For many kids, breakfast in bed is the thing to do—they get up early, sneak downstairs and make elaborate feasts of waffles or eggs and fruit and coffee to parade upstairs for a morning bedroom picnic. Fortunately, this is the perfect kind of meal to pull off at home, and there are no food rules—no must-haves on the menu—so you can rummage through the fridge, freezer and pantry knowing that it’s the effort that counts.
Here are a few special but flexible breakfasts to make for mom on Mother’s Day morning… dishes you can play around with and make unique using whatever you have in your kitchen.
Waffles: whisk 1 cup flour, 1 Tbsp sugar, 1 tsp baking powder and 1/2 tsp salt; whisk in 1 cup milk, 1 egg and 1-2 Tbsp vegetable oil or melted butter. Add a shake of cinnamon, some grated citrus zest or vanilla, or use the bacon drippings in place of the oil or butter if you happen to be making bacon to serve alongside. Cook in a preheated waffle iron until crisp and golden. (This recipe can easily be doubled to feed more than 3-4.) If you’re out of syrup, bring 2:1 brown sugar:water to a simmer in a small saucepan, and let it cool. (Add a bit of vanilla or maple extract, if you like.) Top with berries, a drizzle of honey, or even some crushed sweet cereal for a garnish with added crunch.
Granola: stir any quantity of old-fashioned rolled oats, nuts, seeds, and even coconut with enough liquid honey, maple syrup or Rogers’ Golden Syrup (along with a pinch of salt and a shake of cinnamon, if you like) to coat the oats and make them clump together. Spread out on a parchment-lined baking sheet and bake at 325F for 20-30 minutes, stirring once or twice, until golden. Add raisins, chopped apricots, or whatever dried fruit you happen to have, and let it cool. Serve as-is, over waffles, or on top of yogurt with fresh or frozen fruit.

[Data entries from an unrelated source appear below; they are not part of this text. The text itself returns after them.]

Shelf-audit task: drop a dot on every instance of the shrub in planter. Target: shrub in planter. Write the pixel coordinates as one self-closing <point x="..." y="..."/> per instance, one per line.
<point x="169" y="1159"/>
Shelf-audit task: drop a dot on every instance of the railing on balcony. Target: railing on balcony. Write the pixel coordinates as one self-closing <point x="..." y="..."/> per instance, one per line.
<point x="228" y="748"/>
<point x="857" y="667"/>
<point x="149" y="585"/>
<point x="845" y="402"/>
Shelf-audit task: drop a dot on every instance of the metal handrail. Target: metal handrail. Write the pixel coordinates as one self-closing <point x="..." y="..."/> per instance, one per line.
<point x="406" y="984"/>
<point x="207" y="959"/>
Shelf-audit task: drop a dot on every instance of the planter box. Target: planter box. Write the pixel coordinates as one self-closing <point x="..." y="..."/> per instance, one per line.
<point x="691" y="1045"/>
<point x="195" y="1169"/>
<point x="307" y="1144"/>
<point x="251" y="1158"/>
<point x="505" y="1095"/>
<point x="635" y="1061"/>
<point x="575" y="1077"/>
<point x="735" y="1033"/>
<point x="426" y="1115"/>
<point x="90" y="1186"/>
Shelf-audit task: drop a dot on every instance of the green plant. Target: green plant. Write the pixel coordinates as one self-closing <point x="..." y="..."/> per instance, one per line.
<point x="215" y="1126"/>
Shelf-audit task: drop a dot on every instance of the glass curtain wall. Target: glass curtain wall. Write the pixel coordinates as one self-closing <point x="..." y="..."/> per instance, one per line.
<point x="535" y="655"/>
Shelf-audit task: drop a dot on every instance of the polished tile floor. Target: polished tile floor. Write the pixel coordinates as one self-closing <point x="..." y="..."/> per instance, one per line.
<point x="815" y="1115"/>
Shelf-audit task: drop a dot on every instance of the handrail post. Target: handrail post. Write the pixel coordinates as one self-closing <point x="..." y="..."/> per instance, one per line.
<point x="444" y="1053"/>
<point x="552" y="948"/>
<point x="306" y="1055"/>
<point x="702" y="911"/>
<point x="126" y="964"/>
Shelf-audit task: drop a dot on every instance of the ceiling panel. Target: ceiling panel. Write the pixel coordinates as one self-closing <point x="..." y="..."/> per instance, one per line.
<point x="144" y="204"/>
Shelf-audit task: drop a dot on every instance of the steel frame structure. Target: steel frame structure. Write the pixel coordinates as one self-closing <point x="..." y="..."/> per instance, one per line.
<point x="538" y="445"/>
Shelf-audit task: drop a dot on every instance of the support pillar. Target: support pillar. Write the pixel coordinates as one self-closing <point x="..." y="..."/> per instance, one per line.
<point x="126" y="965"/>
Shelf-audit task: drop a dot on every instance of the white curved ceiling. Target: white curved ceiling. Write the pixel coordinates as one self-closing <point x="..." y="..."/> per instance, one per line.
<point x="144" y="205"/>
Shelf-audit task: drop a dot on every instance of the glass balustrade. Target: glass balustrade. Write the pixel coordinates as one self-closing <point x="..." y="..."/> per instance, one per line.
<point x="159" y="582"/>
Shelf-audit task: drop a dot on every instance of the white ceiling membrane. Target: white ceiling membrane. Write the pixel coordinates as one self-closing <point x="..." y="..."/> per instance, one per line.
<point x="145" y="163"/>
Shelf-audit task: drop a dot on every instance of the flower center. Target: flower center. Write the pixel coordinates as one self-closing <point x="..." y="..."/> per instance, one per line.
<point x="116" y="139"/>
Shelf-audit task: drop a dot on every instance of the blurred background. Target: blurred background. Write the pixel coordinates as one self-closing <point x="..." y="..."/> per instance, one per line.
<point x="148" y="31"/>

Bagels: toast or grill (cut-side down on a preheated grill) bagels and spread with cream cheese, soft ricotta or even feta, whipped with a splash of cream in the food processor until light and smooth. Top with smoked salmon or gravlax and capers, thinly sliced tomatoes and black pepper, or good, chunky jam. Chopped toasted nuts and a drizzle of honey is delicious on ricotta, too.
Pancakes: whisk 1 cup flour, 1 Tbsp sugar, 1 tsp baking powder and 1/2 tsp salt; whisk in 1 cup milk, 1 egg and 1-2 Tbsp vegetable oil or melted butter. Add a shake of cinnamon, some grated citrus zest or vanilla, if you like. If you have buttermilk, use it, and add 1/2 tsp baking soda to the dry ingredients—you could also use plain yogurt or sour cream that needs to be used up, thinned with a bit of water to the consistency of buttermilk or heavy cream. Cook in a preheated skillet with a drizzle of oil or dab of butter to coat the bottom, until bubbles begin to break through the surface; flip and cook until crisp and golden on the other side. (This recipe can easily be doubled to feed more than 3-4.)
Homemade Jam: in a skillet, simmer any quantity of fresh or frozen berries or other soft fruit (peaches, plums, even rhubarb) with about half as much sugar as your quantity of fruit. Mash with a spoon or potato masher as it simmers and thickens; play around with the flavours if you like, and add a bit of grated ginger or citrus zest or juice, a cinnamon stick or a bit of vanilla once it’s off the heat. When you can leave a trail through the mixture, it will be jammy enough to cool and store in the fridge. Serve with toast, biscuits, waffles, or yogurt and granola.